Oh the irony. All over a body part gifted to the soul that inhabits it.

At some point in my young adult life I learned it was rude to refuse a gift from anyone. Yet daily I, and let’s be honest, you, refuse the gift of life in one way or another. This body, and even these thighs, are here and this way to help me do whatever work I am here to do, to help move humanity forward. And that’s really why we’re all here. On some level you already know that. You know that worrying about the size of any body part is distraction from your real work. In fact the size of whatever body part you’re consumed with may be the doorway into your soul’s work.

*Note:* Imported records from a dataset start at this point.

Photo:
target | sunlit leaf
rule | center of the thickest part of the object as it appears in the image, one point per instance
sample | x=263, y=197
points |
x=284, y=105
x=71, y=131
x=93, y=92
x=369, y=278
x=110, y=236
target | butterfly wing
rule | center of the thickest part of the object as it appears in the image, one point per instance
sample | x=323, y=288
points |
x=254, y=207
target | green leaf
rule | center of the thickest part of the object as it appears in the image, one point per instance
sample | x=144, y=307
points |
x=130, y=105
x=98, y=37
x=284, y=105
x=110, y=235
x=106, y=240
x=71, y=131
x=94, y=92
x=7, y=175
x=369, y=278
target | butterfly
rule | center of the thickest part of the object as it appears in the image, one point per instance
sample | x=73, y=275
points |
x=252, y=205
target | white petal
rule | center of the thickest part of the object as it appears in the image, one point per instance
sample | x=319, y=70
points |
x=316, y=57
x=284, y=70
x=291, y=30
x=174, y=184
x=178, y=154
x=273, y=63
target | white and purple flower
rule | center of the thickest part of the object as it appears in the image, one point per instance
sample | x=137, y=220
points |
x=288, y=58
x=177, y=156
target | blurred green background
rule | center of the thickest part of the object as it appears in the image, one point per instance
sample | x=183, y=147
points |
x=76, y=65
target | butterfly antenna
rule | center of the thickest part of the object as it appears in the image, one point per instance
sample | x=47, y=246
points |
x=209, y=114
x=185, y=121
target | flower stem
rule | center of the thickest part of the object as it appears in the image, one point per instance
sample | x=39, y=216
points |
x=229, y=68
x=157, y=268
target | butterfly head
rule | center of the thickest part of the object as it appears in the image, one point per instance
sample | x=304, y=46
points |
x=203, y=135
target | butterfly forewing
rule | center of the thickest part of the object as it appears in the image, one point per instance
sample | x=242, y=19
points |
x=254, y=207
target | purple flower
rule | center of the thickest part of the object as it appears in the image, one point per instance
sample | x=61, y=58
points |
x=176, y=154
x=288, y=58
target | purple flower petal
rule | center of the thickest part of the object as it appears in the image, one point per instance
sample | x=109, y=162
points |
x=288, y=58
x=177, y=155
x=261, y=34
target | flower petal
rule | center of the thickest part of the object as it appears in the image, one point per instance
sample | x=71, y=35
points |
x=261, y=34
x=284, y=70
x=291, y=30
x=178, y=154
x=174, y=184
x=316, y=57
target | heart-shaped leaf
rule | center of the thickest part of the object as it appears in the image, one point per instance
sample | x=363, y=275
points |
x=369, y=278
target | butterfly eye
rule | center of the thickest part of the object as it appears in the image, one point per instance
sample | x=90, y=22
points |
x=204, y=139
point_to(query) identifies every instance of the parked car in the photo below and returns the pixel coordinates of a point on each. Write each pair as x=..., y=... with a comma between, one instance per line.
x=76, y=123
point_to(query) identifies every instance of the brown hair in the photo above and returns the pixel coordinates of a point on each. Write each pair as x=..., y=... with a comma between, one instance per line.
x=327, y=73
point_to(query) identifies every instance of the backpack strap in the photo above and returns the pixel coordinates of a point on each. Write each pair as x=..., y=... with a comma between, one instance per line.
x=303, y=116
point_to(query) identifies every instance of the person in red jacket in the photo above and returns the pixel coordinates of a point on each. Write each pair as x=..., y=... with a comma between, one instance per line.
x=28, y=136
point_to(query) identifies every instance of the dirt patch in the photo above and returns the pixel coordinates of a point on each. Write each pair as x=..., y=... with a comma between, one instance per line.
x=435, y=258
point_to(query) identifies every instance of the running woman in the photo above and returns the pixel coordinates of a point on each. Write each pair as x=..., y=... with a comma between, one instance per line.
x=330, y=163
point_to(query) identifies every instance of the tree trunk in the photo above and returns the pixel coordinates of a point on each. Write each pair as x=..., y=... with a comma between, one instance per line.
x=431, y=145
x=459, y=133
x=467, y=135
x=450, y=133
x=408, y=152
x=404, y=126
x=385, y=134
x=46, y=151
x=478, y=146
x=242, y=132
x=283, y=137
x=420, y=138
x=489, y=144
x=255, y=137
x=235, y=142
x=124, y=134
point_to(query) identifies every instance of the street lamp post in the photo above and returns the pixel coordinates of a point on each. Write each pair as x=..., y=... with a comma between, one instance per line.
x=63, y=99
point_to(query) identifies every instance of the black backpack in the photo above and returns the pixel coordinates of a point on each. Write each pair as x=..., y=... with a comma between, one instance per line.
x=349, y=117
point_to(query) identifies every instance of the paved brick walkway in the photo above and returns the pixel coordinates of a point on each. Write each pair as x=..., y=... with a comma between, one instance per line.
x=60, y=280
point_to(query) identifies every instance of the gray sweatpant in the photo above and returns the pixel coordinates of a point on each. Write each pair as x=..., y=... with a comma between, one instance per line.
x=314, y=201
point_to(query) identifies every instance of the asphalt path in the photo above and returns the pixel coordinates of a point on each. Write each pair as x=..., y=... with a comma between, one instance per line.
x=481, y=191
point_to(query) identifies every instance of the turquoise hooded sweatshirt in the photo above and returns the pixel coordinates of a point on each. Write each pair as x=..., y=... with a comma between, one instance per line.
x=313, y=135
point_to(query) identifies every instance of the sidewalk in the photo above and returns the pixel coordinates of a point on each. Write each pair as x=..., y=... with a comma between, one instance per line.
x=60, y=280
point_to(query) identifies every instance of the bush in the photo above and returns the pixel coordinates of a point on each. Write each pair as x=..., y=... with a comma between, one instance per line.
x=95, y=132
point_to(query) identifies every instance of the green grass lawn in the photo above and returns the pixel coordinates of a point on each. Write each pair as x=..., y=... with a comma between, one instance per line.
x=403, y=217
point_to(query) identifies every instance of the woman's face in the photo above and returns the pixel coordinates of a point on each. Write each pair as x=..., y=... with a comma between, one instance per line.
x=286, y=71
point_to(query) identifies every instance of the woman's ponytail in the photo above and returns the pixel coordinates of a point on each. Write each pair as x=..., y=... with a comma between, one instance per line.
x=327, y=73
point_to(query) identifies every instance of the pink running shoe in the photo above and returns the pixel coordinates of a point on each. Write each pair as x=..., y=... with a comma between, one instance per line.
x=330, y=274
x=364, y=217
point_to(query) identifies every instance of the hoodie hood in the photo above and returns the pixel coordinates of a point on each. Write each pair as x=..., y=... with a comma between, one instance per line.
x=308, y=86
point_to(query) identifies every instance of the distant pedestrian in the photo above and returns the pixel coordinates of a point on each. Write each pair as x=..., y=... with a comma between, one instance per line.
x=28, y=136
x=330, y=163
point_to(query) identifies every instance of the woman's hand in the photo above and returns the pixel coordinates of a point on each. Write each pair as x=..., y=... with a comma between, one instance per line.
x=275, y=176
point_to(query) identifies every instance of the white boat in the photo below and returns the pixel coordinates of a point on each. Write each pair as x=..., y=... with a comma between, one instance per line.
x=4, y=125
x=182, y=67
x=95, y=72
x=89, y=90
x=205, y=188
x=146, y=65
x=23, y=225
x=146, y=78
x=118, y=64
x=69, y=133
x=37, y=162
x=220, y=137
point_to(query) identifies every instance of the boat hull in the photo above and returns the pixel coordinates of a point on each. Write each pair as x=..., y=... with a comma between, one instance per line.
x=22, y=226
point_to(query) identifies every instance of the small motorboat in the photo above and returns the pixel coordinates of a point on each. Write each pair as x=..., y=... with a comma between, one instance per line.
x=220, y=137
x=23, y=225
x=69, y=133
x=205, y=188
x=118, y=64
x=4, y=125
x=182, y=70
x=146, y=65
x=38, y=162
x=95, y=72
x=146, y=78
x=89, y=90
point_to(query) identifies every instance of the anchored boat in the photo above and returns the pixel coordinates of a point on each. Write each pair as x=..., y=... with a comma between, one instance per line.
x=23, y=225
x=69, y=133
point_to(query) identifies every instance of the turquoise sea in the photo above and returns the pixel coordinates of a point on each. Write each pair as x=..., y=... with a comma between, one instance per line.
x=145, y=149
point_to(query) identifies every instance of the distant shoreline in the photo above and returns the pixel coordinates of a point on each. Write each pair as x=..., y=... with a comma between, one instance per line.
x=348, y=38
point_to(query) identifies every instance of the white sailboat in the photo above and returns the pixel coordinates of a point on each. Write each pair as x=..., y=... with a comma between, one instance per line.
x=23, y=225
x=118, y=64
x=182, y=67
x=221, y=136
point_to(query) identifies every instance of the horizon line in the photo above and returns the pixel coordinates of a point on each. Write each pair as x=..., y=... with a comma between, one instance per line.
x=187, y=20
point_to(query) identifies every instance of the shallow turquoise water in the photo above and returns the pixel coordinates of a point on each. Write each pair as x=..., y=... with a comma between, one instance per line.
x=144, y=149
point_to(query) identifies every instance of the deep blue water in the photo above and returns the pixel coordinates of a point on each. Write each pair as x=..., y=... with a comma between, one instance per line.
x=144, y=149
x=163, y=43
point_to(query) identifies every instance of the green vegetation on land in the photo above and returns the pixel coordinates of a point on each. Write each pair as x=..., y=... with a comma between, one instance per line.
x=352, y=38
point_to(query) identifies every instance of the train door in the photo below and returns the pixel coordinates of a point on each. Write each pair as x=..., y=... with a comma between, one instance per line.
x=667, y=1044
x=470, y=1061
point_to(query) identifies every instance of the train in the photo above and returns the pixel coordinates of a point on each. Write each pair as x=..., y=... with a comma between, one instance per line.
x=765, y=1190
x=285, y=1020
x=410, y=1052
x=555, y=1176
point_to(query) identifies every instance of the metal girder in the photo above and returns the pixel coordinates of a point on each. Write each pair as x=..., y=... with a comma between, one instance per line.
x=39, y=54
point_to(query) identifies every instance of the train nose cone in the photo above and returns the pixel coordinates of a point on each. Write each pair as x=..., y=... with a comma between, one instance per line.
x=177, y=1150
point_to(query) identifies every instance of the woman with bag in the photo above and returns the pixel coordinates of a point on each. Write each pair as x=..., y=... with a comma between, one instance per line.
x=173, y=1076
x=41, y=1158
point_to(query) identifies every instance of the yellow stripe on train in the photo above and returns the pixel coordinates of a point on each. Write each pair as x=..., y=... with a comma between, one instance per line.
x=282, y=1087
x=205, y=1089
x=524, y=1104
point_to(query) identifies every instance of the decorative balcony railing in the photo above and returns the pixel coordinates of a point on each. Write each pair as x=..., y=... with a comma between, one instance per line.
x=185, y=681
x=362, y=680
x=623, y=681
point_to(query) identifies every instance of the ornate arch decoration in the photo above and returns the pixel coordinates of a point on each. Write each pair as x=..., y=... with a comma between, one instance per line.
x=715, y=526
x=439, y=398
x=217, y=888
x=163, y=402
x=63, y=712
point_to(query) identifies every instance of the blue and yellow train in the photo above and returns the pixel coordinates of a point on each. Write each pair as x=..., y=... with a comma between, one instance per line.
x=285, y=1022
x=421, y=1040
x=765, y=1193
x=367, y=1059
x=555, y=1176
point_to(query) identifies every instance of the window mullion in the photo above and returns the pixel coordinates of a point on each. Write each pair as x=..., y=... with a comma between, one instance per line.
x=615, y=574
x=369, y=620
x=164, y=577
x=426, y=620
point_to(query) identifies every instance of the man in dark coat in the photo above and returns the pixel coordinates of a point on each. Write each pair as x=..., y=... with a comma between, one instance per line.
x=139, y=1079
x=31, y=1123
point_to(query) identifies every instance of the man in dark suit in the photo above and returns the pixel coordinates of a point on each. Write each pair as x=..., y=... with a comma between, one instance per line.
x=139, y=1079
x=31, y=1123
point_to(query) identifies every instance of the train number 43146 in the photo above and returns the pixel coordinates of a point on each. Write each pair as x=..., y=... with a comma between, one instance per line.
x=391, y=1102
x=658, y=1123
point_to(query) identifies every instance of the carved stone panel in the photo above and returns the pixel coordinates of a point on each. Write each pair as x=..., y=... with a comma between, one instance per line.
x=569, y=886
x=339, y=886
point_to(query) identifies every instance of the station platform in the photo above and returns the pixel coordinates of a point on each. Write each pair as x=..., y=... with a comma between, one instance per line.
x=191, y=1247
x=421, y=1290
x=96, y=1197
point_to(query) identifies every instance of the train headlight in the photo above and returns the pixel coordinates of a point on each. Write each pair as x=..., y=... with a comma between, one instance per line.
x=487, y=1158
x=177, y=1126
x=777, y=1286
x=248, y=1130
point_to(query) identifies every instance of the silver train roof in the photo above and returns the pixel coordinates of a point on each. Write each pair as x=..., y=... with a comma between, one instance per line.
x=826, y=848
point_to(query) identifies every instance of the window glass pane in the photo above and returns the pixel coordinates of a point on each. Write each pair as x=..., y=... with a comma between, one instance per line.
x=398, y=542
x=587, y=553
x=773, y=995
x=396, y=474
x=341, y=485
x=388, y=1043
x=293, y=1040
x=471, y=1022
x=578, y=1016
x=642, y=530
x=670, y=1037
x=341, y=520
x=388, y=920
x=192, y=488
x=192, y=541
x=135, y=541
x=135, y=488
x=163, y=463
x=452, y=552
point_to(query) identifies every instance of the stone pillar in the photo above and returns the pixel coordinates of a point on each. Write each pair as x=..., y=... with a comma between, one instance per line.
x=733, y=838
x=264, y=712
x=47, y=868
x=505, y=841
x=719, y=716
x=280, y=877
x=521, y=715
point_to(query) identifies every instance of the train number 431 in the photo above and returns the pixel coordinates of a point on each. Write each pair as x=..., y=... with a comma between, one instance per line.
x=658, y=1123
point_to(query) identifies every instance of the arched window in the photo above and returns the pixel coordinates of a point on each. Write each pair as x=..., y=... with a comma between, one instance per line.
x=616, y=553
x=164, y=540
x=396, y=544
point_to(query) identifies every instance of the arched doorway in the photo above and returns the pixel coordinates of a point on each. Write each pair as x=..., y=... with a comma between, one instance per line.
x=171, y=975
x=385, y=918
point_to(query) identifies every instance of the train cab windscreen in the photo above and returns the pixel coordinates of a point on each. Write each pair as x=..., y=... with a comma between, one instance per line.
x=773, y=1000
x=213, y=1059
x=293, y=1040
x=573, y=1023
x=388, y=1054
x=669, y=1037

If a 300 pound woman wearing a bikini pushes a beached dolphin back into the ocean, does the dolphin notice her rolls of fat? If a 98 pound woman lifts a car off a pinned child, do the parents comment on her scrawny stature? If a 175 pound woman with big thighs loves even a small portion of humanity back to health, will there be an editorial about her weight?

It’s all subjective. My thighs will never look like a speed skaters or a ballerinas. Nor will they ever look like Heidi Klum’s. They look like mine. And my mom’s and my grandma’s. They’ve looked like this for most of my adult life and they’re not going anywhere, so I’ll just have to embrace them. Be extra kind to them while slathering nourishing exotic lotions on them. Take them on more walks; they really like walks, especially hills. Dip deep in Warrior postures.

And dance, oh how they love to dance!